First, a bit of background.  I realized how much I needed to become a student in the HCA because I had already designed and was teaching Composition I: Food Focus, but I was doing so with a hazy idea of what my students’ daily routines were like, and what they actually studied.  Was I really helping these students if I required them to keep a food diary and write an essay analyzing it?  Was it that valuable to require them to investigate and write about a current food controversy? A culinary fad?  Was a recipe narrative all that valuable?  While such assignments seemed straight-forward to me because they all had to do with food, I increasingly recognized that without a solid grasp on how the HCA operated, what degrees and certificates enrolled students worked towards aside from a chef apprenticeship, I was not going to reach those students in a meaningful way.

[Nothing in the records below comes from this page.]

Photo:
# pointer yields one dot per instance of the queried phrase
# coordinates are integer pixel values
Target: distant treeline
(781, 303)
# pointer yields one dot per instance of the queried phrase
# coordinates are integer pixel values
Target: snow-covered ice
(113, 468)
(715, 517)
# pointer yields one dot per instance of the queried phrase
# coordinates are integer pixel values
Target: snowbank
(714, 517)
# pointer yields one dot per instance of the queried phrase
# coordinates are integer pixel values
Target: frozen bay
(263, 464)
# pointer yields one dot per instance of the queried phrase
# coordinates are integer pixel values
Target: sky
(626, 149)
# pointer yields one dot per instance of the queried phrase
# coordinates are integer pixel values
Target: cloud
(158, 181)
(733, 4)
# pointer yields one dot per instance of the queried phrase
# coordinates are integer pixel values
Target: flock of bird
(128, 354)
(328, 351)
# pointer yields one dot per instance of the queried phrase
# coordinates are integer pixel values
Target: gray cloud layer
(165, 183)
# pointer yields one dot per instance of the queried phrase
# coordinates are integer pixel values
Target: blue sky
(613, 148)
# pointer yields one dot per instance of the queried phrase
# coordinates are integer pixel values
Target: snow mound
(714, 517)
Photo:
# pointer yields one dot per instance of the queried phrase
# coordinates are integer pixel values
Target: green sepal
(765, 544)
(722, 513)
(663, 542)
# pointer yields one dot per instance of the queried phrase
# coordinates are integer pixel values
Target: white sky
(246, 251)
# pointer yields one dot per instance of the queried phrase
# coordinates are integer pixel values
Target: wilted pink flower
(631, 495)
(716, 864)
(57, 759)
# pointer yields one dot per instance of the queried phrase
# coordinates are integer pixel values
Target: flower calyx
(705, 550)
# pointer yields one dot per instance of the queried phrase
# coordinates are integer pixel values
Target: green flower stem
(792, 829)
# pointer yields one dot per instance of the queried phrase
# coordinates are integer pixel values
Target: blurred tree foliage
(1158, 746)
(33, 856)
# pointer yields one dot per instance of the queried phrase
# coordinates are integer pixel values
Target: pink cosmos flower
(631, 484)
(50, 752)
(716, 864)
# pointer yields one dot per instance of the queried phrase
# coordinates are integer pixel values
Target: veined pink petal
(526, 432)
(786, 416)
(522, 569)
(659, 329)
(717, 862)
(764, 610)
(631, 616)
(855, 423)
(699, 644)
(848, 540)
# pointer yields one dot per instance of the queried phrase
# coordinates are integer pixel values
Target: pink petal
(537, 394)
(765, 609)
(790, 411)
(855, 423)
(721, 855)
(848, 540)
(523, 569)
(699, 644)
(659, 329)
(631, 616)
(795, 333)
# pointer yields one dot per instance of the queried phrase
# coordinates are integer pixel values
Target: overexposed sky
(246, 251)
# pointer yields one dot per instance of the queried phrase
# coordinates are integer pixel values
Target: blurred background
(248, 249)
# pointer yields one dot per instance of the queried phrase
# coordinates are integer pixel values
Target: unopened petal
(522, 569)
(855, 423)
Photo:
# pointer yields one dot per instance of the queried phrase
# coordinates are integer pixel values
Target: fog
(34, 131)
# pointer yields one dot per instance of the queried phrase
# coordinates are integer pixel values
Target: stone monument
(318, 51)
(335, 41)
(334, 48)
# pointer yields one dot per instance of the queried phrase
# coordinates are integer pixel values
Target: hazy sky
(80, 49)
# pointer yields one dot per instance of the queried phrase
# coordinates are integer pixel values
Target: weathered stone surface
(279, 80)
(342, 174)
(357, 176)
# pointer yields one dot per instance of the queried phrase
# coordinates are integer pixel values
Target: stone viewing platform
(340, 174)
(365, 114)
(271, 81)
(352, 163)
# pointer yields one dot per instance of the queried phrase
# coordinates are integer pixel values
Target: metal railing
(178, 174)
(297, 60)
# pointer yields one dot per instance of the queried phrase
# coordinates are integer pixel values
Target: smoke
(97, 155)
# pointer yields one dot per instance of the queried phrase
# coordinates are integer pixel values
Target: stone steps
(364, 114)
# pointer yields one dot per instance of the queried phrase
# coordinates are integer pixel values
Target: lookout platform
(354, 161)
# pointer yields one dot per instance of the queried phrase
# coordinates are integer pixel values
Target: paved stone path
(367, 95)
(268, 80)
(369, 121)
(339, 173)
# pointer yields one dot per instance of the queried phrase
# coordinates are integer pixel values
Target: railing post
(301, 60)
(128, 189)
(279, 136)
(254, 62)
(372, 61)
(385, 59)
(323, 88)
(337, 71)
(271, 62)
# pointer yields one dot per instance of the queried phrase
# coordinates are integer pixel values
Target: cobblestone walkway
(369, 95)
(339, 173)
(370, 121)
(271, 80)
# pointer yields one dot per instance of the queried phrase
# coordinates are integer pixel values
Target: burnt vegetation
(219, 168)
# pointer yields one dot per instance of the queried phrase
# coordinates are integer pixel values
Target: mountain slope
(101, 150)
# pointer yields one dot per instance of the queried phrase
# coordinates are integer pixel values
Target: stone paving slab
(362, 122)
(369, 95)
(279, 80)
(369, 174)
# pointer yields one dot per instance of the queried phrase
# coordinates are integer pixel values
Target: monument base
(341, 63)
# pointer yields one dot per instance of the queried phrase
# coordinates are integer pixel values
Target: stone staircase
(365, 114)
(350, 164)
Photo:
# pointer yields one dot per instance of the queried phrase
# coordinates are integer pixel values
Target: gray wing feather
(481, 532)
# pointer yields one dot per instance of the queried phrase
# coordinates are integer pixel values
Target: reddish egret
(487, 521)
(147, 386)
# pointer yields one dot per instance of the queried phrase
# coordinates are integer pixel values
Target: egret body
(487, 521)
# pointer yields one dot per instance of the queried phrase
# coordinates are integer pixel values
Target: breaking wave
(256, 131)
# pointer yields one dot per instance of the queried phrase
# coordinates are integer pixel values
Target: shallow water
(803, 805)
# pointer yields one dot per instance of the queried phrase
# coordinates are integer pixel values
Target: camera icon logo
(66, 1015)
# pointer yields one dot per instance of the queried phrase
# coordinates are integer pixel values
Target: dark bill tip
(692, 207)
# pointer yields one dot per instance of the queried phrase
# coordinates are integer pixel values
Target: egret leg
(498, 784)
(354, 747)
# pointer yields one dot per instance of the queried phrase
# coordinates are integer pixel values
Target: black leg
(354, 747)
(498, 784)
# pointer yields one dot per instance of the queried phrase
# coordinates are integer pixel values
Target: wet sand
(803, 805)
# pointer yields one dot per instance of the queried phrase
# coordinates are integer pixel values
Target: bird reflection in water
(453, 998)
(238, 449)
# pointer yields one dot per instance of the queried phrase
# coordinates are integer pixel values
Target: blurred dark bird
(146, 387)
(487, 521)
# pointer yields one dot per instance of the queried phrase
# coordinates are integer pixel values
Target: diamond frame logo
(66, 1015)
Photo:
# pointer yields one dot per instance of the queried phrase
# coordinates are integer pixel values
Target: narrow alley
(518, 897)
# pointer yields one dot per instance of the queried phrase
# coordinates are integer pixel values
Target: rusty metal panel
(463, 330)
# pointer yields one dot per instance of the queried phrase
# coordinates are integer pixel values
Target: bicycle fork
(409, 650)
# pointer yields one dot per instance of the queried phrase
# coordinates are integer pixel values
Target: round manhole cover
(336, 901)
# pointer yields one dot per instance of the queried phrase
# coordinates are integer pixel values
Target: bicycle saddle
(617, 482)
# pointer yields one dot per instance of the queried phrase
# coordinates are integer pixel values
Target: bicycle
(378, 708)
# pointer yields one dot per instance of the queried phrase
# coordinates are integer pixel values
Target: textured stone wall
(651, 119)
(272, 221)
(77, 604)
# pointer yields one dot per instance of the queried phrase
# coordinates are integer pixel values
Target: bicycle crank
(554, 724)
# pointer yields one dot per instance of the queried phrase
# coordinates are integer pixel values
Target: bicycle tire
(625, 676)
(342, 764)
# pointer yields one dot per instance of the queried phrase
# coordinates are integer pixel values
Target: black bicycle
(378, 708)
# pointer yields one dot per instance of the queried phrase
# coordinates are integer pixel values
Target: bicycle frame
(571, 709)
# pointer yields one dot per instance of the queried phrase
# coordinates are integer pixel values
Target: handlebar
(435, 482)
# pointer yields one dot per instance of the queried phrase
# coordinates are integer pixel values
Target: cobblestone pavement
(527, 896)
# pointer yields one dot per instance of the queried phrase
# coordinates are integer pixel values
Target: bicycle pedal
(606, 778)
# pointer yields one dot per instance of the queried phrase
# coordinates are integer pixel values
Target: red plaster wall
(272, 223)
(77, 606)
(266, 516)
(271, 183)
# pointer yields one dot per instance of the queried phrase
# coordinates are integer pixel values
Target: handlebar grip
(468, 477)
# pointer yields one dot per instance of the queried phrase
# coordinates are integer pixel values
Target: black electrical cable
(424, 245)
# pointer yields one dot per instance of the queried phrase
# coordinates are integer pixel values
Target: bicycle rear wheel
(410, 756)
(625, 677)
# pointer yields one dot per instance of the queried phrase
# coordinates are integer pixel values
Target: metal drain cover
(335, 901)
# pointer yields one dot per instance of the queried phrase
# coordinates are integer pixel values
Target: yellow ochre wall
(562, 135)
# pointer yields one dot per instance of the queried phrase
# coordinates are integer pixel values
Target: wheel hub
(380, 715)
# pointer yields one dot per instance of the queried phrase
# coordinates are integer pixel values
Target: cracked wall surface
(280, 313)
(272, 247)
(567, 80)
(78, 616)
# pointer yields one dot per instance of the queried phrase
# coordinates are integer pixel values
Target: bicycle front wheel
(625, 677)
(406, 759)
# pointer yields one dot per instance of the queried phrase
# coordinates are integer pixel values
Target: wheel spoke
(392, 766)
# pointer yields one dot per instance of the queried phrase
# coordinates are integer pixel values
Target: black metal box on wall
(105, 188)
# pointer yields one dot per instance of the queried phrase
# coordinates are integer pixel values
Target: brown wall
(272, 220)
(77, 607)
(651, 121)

Thus, I determined that to gain more confidence teaching HCA students by becoming one myself. I would enroll in typical first semester HCA courses, including Professional Cooking I (PC I), Perspectives in Hospitality Management (HMGT 121), and Food Service Sanitation.  I would sit there with them in lectures, cook with them on teams, engage them during breaks, put in volunteer hours in the HCA kitchen, and study right along with them.
The purpose of my blog is to go beyond the nitty-gritty of how to fabricate a fish or how to calculate a hotel room rack rate.  It is to share with my colleagues, students, and curious browsers what it felt like to be a student.  I want to offer some insights and stories about my experiences, and suggest strategies on how professors might reach their students more effectively.  At times, I might wax philosophical as I consider what it feels like to be simultaneously on both sides of the podium.